SINGAPORE (Reuters) – Oil fell 1.7 percent to below $70 for the first time in two weeks on Thursday after the death of al Qaeda’a leader in Iraq, where crude exports have been curbed by frequent sabotage attacks and instability.
The plunge deepened losses from a day ago, when U.S. data showed rising crude and fuel inventories, easing concerns about summer supplies in the world’s biggest consumer.
U.S. crude oil fell $1.21 to $69.71 a barrel by 0818 GMT after losing $1.68 or 2 percent on Wednesday.

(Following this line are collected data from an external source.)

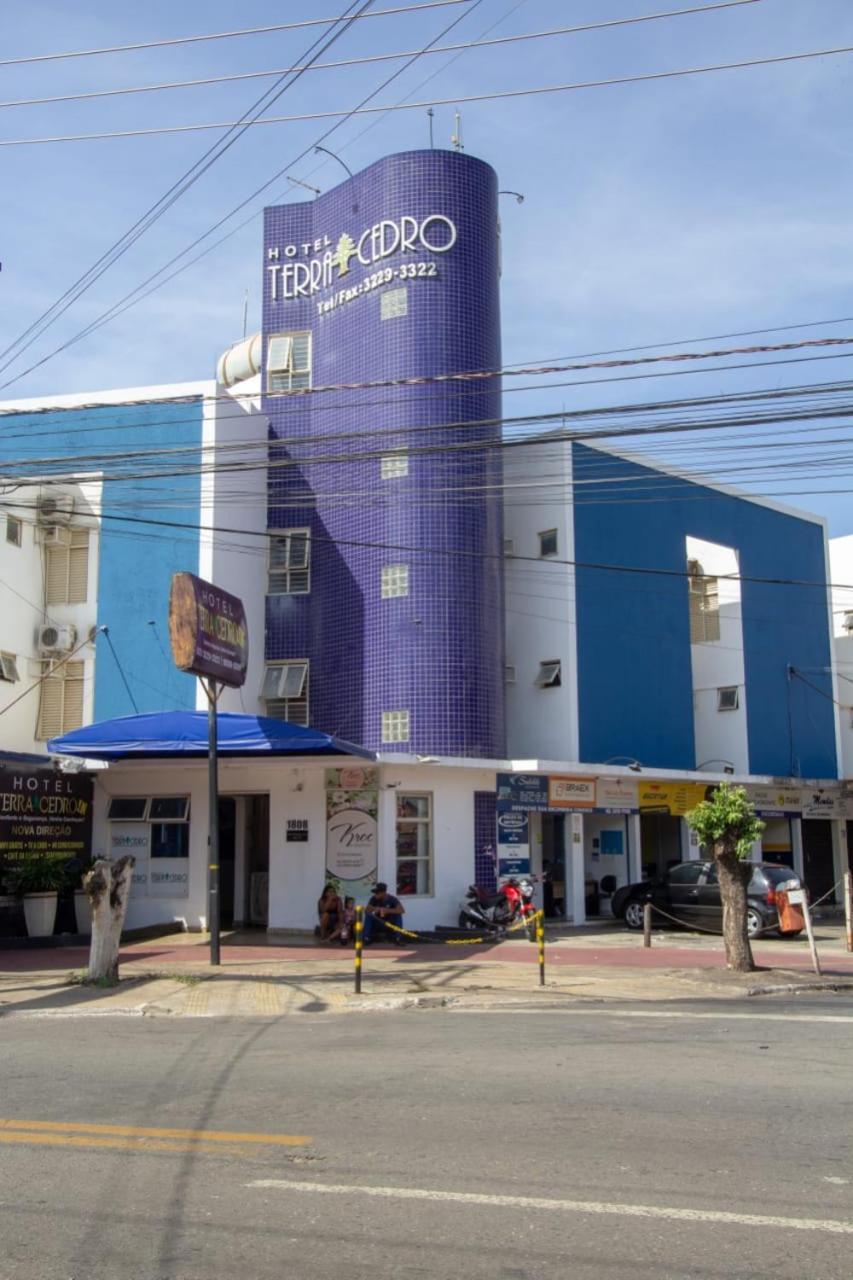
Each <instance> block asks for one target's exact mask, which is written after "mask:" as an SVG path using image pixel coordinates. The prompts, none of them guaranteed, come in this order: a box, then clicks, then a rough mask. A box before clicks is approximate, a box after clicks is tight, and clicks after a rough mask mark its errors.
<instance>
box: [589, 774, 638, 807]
mask: <svg viewBox="0 0 853 1280" xmlns="http://www.w3.org/2000/svg"><path fill="white" fill-rule="evenodd" d="M596 809H597V810H598V813H637V810H638V809H639V791H638V787H637V782H635V781H634V780H633V778H597V780H596Z"/></svg>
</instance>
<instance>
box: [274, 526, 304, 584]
mask: <svg viewBox="0 0 853 1280" xmlns="http://www.w3.org/2000/svg"><path fill="white" fill-rule="evenodd" d="M310 590H311V534H310V531H309V530H307V529H291V530H288V531H287V532H286V534H270V538H269V572H268V580H266V591H268V594H269V595H306V594H307V593H309V591H310Z"/></svg>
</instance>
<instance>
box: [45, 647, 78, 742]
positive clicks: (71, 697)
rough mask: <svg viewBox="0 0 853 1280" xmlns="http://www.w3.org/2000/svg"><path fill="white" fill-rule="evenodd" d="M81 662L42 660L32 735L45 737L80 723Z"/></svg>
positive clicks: (48, 737)
mask: <svg viewBox="0 0 853 1280" xmlns="http://www.w3.org/2000/svg"><path fill="white" fill-rule="evenodd" d="M83 666H85V664H83V663H82V662H64V663H61V664H54V663H51V662H45V663H42V676H44V677H45V678H44V680H42V682H41V685H40V700H38V724H37V727H36V737H37V739H40V740H41V741H46V740H47V739H49V737H58V736H59V735H60V733H69V732H70V731H72V730H73V728H81V727H82V723H83Z"/></svg>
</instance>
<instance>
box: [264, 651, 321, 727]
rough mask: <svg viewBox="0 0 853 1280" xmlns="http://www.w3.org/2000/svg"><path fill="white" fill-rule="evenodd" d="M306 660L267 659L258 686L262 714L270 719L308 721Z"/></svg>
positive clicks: (295, 721)
mask: <svg viewBox="0 0 853 1280" xmlns="http://www.w3.org/2000/svg"><path fill="white" fill-rule="evenodd" d="M307 668H309V664H307V662H277V663H268V666H266V671H265V672H264V684H263V686H261V699H263V700H264V701H265V703H266V714H268V716H272V717H273V719H286V721H289V722H291V723H292V724H307V722H309V703H307V698H309V671H307Z"/></svg>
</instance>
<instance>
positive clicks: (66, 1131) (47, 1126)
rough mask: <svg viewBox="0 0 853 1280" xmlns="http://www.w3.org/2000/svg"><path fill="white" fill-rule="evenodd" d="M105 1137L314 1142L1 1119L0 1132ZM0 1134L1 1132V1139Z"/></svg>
mask: <svg viewBox="0 0 853 1280" xmlns="http://www.w3.org/2000/svg"><path fill="white" fill-rule="evenodd" d="M4 1129H15V1130H26V1129H35V1130H44V1132H47V1133H88V1134H108V1135H111V1137H118V1138H184V1139H190V1140H192V1142H250V1143H260V1144H261V1146H270V1147H310V1144H311V1142H313V1139H311V1138H307V1137H304V1135H301V1134H291V1133H240V1132H233V1133H232V1132H229V1130H222V1129H146V1128H140V1126H137V1125H124V1124H79V1123H77V1121H67V1123H65V1121H61V1123H59V1121H54V1120H0V1130H4ZM1 1139H3V1133H0V1140H1Z"/></svg>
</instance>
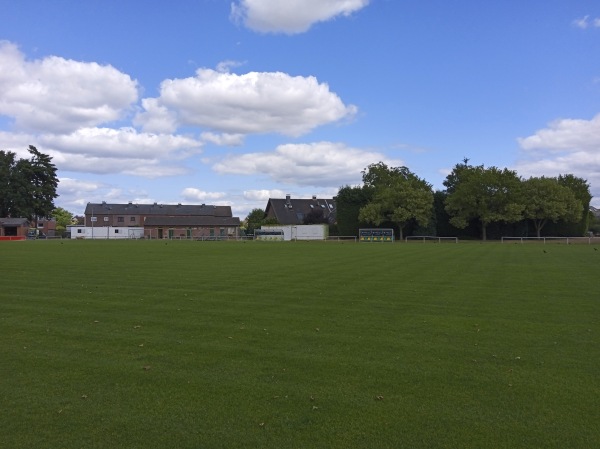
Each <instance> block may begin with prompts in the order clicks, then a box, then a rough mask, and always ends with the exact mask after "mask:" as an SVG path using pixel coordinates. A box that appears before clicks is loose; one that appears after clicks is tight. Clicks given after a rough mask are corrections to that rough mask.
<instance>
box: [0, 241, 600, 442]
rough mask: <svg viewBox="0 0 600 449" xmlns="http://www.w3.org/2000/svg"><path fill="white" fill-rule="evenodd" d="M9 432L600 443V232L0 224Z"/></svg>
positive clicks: (23, 438)
mask: <svg viewBox="0 0 600 449" xmlns="http://www.w3.org/2000/svg"><path fill="white" fill-rule="evenodd" d="M0 273H1V274H0V400H1V403H0V406H1V410H2V416H1V418H0V447H1V448H7V449H9V448H10V449H18V448H28V449H29V448H35V449H43V448H144V449H150V448H190V449H192V448H194V449H196V448H412V449H415V448H453V449H456V448H511V449H514V448H521V449H523V448H556V449H565V448H576V449H597V448H599V447H600V338H599V334H600V325H599V321H600V294H599V288H598V286H599V283H598V282H599V280H600V276H599V275H600V249H599V250H598V251H596V250H595V249H594V247H593V246H590V245H536V244H533V245H531V244H530V245H520V244H498V243H488V244H480V243H470V244H463V243H461V244H458V245H457V244H364V243H363V244H356V243H314V242H312V243H306V242H305V243H302V242H297V243H266V242H248V243H241V242H185V241H184V242H179V241H169V242H168V243H165V242H161V241H114V242H113V241H110V242H107V241H27V242H3V243H2V244H0Z"/></svg>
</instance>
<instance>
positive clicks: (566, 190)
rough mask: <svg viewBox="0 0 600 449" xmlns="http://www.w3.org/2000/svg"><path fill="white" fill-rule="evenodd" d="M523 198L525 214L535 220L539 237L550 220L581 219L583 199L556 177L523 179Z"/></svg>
mask: <svg viewBox="0 0 600 449" xmlns="http://www.w3.org/2000/svg"><path fill="white" fill-rule="evenodd" d="M523 200H524V203H525V210H524V212H523V216H524V217H525V218H526V219H529V220H531V221H532V222H533V225H534V227H535V232H536V234H537V236H538V237H540V236H541V232H542V229H543V228H544V226H545V225H546V224H547V223H548V221H552V222H554V223H556V222H557V221H559V220H562V221H564V222H566V223H574V222H577V221H580V220H581V215H582V212H583V206H582V204H581V201H580V200H578V199H577V198H576V197H575V194H574V193H573V191H572V190H571V189H570V188H568V187H566V186H564V185H561V184H559V182H558V180H557V179H556V178H545V177H543V176H542V177H541V178H529V179H528V180H526V181H523Z"/></svg>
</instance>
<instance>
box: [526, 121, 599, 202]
mask: <svg viewBox="0 0 600 449" xmlns="http://www.w3.org/2000/svg"><path fill="white" fill-rule="evenodd" d="M518 142H519V145H520V147H521V148H522V149H523V150H524V158H523V159H522V160H520V161H519V162H518V163H517V171H518V172H519V174H522V175H524V176H542V175H546V176H556V175H559V174H566V173H572V174H574V175H576V176H579V177H582V178H584V179H587V180H588V182H590V183H591V185H592V186H600V114H598V115H596V116H595V117H594V118H592V119H591V120H581V119H562V120H557V121H555V122H552V123H550V124H549V125H548V127H547V128H544V129H541V130H539V131H537V132H536V133H535V134H533V135H531V136H528V137H525V138H520V139H518ZM592 194H593V195H594V196H598V195H600V187H596V190H595V192H594V191H593V192H592Z"/></svg>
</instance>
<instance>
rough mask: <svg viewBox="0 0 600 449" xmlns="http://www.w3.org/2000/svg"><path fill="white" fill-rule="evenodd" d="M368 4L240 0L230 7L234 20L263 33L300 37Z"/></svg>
mask: <svg viewBox="0 0 600 449" xmlns="http://www.w3.org/2000/svg"><path fill="white" fill-rule="evenodd" d="M368 4H369V0H285V1H282V0H238V1H237V2H233V3H232V4H231V18H232V19H233V20H234V21H236V22H243V23H244V25H246V26H247V27H248V28H250V29H252V30H255V31H259V32H263V33H287V34H297V33H303V32H305V31H307V30H308V29H309V28H310V27H311V26H312V25H313V24H315V23H317V22H324V21H327V20H331V19H333V18H335V17H337V16H349V15H350V14H352V13H353V12H356V11H358V10H360V9H362V8H364V7H365V6H367V5H368Z"/></svg>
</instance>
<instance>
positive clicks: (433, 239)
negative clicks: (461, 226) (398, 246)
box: [404, 235, 458, 243]
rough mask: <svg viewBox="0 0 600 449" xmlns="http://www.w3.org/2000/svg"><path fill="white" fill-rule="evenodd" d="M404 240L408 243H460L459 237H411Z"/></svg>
mask: <svg viewBox="0 0 600 449" xmlns="http://www.w3.org/2000/svg"><path fill="white" fill-rule="evenodd" d="M404 240H405V241H406V243H411V242H420V243H458V237H438V236H435V235H409V236H407V237H406V238H405V239H404Z"/></svg>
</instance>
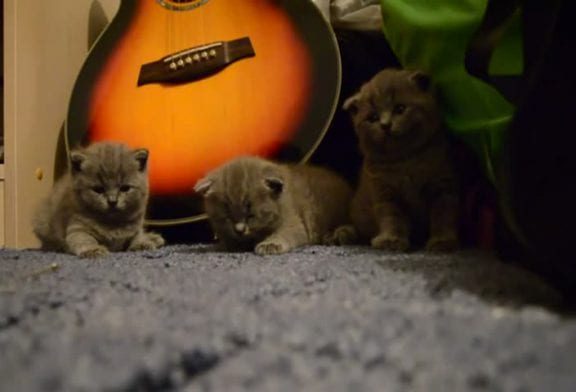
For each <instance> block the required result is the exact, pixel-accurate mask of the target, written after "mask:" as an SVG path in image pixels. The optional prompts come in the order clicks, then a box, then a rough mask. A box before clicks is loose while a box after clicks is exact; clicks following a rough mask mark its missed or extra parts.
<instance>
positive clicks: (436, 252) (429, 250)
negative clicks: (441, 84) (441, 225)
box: [426, 236, 460, 253]
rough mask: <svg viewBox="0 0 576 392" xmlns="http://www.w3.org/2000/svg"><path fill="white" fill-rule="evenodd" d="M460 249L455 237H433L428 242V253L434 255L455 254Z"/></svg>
mask: <svg viewBox="0 0 576 392" xmlns="http://www.w3.org/2000/svg"><path fill="white" fill-rule="evenodd" d="M459 247H460V242H459V241H458V238H456V237H455V236H444V237H431V238H430V239H429V240H428V242H426V251H427V252H433V253H447V252H454V251H456V250H458V248H459Z"/></svg>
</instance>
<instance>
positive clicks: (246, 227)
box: [234, 222, 248, 234]
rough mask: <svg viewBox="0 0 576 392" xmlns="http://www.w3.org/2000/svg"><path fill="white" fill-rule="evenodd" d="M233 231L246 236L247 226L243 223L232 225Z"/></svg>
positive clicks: (246, 232)
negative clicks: (234, 231) (235, 231)
mask: <svg viewBox="0 0 576 392" xmlns="http://www.w3.org/2000/svg"><path fill="white" fill-rule="evenodd" d="M234 230H236V232H237V233H238V234H248V225H246V223H244V222H238V223H236V224H235V225H234Z"/></svg>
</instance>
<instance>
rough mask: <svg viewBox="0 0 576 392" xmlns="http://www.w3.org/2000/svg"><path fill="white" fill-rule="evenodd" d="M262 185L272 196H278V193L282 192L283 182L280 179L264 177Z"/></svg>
mask: <svg viewBox="0 0 576 392" xmlns="http://www.w3.org/2000/svg"><path fill="white" fill-rule="evenodd" d="M264 185H265V186H266V188H268V189H270V191H271V192H272V194H273V195H274V196H278V195H280V193H282V191H283V190H284V180H282V179H281V178H280V177H275V176H271V177H265V178H264Z"/></svg>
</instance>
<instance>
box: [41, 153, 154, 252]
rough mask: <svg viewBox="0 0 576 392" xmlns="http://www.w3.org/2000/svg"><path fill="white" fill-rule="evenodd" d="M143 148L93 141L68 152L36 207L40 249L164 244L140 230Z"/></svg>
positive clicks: (142, 199) (145, 209) (145, 192)
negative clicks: (86, 144)
mask: <svg viewBox="0 0 576 392" xmlns="http://www.w3.org/2000/svg"><path fill="white" fill-rule="evenodd" d="M147 161H148V151H147V150H145V149H135V150H131V149H129V148H127V147H126V146H124V145H122V144H116V143H95V144H92V145H90V146H89V147H87V148H85V149H78V150H74V151H72V152H71V153H70V166H71V167H70V172H69V173H67V174H65V175H64V176H63V177H62V178H61V179H60V180H59V181H58V182H57V183H56V184H55V185H54V188H53V190H52V193H51V194H50V196H49V197H48V198H47V200H45V201H44V202H43V203H42V204H41V205H40V206H39V208H38V210H37V212H36V215H35V218H34V222H33V226H34V233H35V234H36V236H37V237H38V239H40V241H41V242H42V248H43V249H44V250H53V251H64V252H68V253H72V254H75V255H78V256H80V257H99V256H104V255H106V254H107V253H108V252H109V251H122V250H144V249H154V248H157V247H159V246H162V245H163V244H164V239H163V238H162V237H161V236H160V235H159V234H156V233H147V232H145V231H144V228H143V225H144V215H145V212H146V205H147V201H148V174H147V169H146V167H147Z"/></svg>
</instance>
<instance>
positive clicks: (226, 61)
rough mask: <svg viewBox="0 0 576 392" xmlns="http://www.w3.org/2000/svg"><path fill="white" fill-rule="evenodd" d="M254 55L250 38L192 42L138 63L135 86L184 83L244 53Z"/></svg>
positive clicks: (241, 57)
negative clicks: (213, 42) (223, 40)
mask: <svg viewBox="0 0 576 392" xmlns="http://www.w3.org/2000/svg"><path fill="white" fill-rule="evenodd" d="M253 56H255V53H254V48H253V47H252V42H250V38H248V37H243V38H239V39H236V40H232V41H221V42H214V43H210V44H206V45H201V46H195V47H192V48H189V49H185V50H182V51H180V52H176V53H173V54H170V55H168V56H165V57H163V58H161V59H160V60H157V61H154V62H151V63H146V64H144V65H142V67H140V74H139V75H138V86H142V85H145V84H150V83H170V84H178V83H187V82H191V81H194V80H198V79H202V78H205V77H207V76H209V75H212V74H214V73H216V72H219V71H221V70H222V69H224V68H226V67H227V66H228V65H230V64H232V63H233V62H235V61H238V60H240V59H242V58H245V57H253Z"/></svg>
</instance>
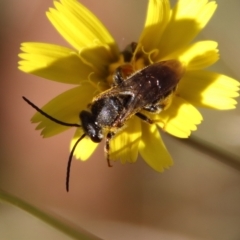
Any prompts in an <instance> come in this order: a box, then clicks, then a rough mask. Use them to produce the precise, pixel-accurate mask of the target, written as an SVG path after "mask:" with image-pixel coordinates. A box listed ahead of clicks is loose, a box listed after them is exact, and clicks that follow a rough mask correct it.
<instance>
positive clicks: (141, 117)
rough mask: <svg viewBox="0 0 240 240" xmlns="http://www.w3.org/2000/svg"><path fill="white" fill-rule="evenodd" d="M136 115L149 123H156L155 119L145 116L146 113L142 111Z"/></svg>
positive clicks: (140, 118) (136, 115) (137, 113)
mask: <svg viewBox="0 0 240 240" xmlns="http://www.w3.org/2000/svg"><path fill="white" fill-rule="evenodd" d="M135 115H136V116H137V117H139V118H140V119H141V120H143V121H144V122H146V123H148V124H153V123H154V120H152V119H150V118H148V117H147V116H145V115H144V114H142V113H140V112H138V113H136V114H135Z"/></svg>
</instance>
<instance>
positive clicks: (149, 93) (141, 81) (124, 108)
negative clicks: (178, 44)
mask: <svg viewBox="0 0 240 240" xmlns="http://www.w3.org/2000/svg"><path fill="white" fill-rule="evenodd" d="M127 67H128V68H129V65H128V66H127ZM130 68H131V66H130ZM125 69H126V66H122V67H119V68H117V69H116V72H115V74H114V77H113V86H112V87H111V88H110V89H108V90H106V91H105V92H102V93H100V94H99V95H97V96H96V97H94V98H93V100H92V102H91V103H90V104H89V110H88V111H86V110H82V111H81V112H80V114H79V118H80V122H81V125H79V124H72V123H64V122H62V121H59V120H57V119H55V118H53V117H52V116H50V115H48V114H47V113H45V112H43V111H42V110H41V109H39V108H38V107H37V106H36V105H34V104H33V103H32V102H30V101H29V100H28V99H27V98H25V97H23V99H24V100H25V101H26V102H27V103H28V104H30V105H31V106H32V107H33V108H35V109H36V110H37V111H38V112H40V113H41V114H42V115H44V116H45V117H47V118H49V119H51V120H52V121H54V122H56V123H58V124H62V125H65V126H75V127H82V128H83V130H84V134H83V135H82V136H81V137H80V138H79V139H78V140H77V142H76V143H75V145H74V147H73V149H72V151H71V153H70V156H69V160H68V168H67V180H66V189H67V191H68V190H69V174H70V165H71V160H72V157H73V153H74V150H75V148H76V146H77V144H78V143H79V142H80V141H81V140H82V139H83V138H84V137H85V136H88V137H90V138H91V140H92V141H93V142H96V143H99V142H101V141H102V139H103V138H104V134H103V132H105V131H106V132H107V135H106V145H105V150H106V153H107V162H108V165H109V166H111V165H110V158H109V150H110V145H109V142H110V140H111V139H112V138H113V137H114V135H115V134H116V132H117V131H118V130H119V129H120V128H122V127H123V126H124V124H125V123H126V122H127V120H128V119H130V118H131V117H132V116H133V115H135V116H137V117H139V118H140V119H141V120H143V121H144V122H146V123H149V124H152V123H153V122H154V121H153V120H152V119H150V118H148V117H147V116H146V115H144V113H143V112H144V111H147V112H151V113H159V112H160V111H161V110H163V109H164V108H165V107H166V105H167V104H168V99H169V96H171V94H172V93H173V92H174V91H175V90H176V87H177V85H178V83H179V80H180V79H181V77H182V75H183V72H184V69H183V67H182V65H181V64H180V62H178V61H177V60H168V61H163V62H157V63H153V64H151V65H149V66H147V67H145V68H144V69H141V70H139V71H137V72H135V73H133V74H131V75H130V76H127V77H125ZM143 110H144V111H143Z"/></svg>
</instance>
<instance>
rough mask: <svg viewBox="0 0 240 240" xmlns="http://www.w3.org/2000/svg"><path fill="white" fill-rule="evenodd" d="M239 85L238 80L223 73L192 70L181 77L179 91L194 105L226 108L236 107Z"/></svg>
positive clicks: (180, 93) (222, 108) (234, 107)
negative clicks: (236, 80)
mask: <svg viewBox="0 0 240 240" xmlns="http://www.w3.org/2000/svg"><path fill="white" fill-rule="evenodd" d="M239 86H240V84H239V82H238V81H236V80H235V79H233V78H230V77H228V76H225V75H222V74H218V73H214V72H209V71H191V72H187V73H186V74H185V75H184V77H183V79H181V81H180V84H179V87H178V89H177V92H178V94H179V95H180V96H181V97H183V98H184V99H186V100H187V101H189V102H191V103H192V104H194V105H197V106H201V107H210V108H215V109H220V110H224V109H233V108H235V107H236V104H237V101H236V100H235V99H234V98H236V97H238V96H239V93H238V91H239Z"/></svg>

London Brent crude fell $1.10 to $68.09 a barrel.
Iraq’s Prime Minister Nuri al-Maliki told a televised news conference on Thursday that Zarqawi had been “terminated.”
Oil exports from Iraq have failed to return to pre-war levels due to frequent sabotage attacks on the country’s northern pipeline and deteriorating security that has prevented significant investment in aging southern oilfields.
Those curbs — coupled with the ongoing loss of a quarter of Nigeria’s output and growing anxiety over Iran’s supplies — have helped fuel a near 15 percent rise in oil prices since the start of the year, extending a rally that began after the U.S. invasion of Iraq more than three years ago.
Iraqi Deputy Prime Minister Barham Salih said separately on Thursday that Iraq would produce 4.3 million barrels per day (bpd) of crude oil by 2010, more than double its current levels, but analysts say those targets may be optimistic.
Baghdad is struggling to pump 2 million bpd, down from about 2.5 million bpd before the U.S.-led invasion in 2003.
Crude supplies in the United States rose 1.1 million barrels last week on lower refinery output, the Energy Information Administration said, compared to analyst forecasts of a decline. (EIA/S]
This took stocks 4.2 percent above this time last year.
“The crude build — due to unexpectedly high imports — was a surprise,” said JPMorgan. “Gasoline demand eased as anticipated… this put demand on a year-on-year basis up an anaemic 0.7 percent.”
Gasoline stocks increased for the sixth week to gain 1 million barrels, while distillate supplies rose by 1.8 million barrels, providing a more comfortable supply cushion during peak summer demand. Gasoline futures led losses on Thursday, down 1.6 percent at $2.09 a gallon.
Adding to pressure, former Federal Reserve Chairman Alan Greenspan said on Wednesday that recent data showed high oil prices are starting to impact the U.S. economy.
In Iran, the top oil official said on Wednesday the country could still use the oil card if needed, taking the shine off positive signals earlier in the week from Tehran on a package of incentives by world powers aimed at persuading the world’s fourth-largest oil exporter to stop enriching uranium.
“We need oil exports because currency that comes from them should be used to build infrastructure. However, if we feel we have to, we will defend our rights,” Oil Minister Kazem Vaziri-Hamaneh told Iran’s official news agency.
Iran’s Supreme Leader Ayatollah Ali Khamenei rattled oil markets this week after he said oil flows from the Gulf would be endangered if Washington made a “wrong move.”
Traders also remain on edge over supply disruptions in Nigeria, the world’s eight-largest exporter, after militants attacked a Shell-operated facility in the Niger Delta, killing soldiers and kidnapping five South Korean contractors. A militant group said the South Koreans will be released later on Thursday.